I decided that our first date be casual so we went to my favorite breakfast joint in the neighborhood. Since I am somewhat a regular there, I wanted the girls behind to the counter to check him out and see what they thought!
I met him at the café and we stood in line to order our food and coffee. My ladies gave me that knowing look and smile: “Ohhhh.. This one is nice!” So far so good.
We went outside in the garden patio and found a corner table. Something about this Larry made me giddy like a little girl. I liked being around him and at some point he sat beside me to close the distance and I was good with that. Our food eventually came and since I’m not a breakfast person, I just ordered toast and coffee while Prince Charming Larry ordered a massive amount of Chilaquiles.

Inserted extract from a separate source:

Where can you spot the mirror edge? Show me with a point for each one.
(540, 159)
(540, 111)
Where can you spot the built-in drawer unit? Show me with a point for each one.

Next Scene: Fairy Tale is now over.
Once the food was placed in front of him, Prince Charming Larry transformed into a different person. Our conversation came to a complete halt. He proceeded to season his food with all the condiments on the table mixing, stirring and just making a complete mess on his plate and table. He picked up his fork and started shoveling food into his mouth with bits tortillas, red sauce and eggs flying everywhere. One even landed on my neatly pressed white shirt! He not only spilled food all over his clothes but on mine too. I was mortified that this put together man had table manners of a baboon!
I excused myself to go to the bathroom so I could clean up and Baboon Larry didn’t even acknowledge that I left. My girls were keeping an eye on me and saw everything.
“What a turn off”
“Gross, didn’t his mother teach him table manners?”
“ You’re done with this one right?”
Yes, ladies I am! One of my pet peeves are horrible table manners and it doesn’t matter how handsome and charming you are. Once a Baboon always a Baboon!
I headed back to the table and found Baboon Larry slouched in his chair, legs straight out…the only thing he didn’t do was put his hand in his pants like Al Bundy! That was it for me. I told him that there was an emergency at the office and had to leave pronto. “Please don’t get up. I’ve got to run. I’ll call you later.”
Exit stage get me the f*ck out of here!!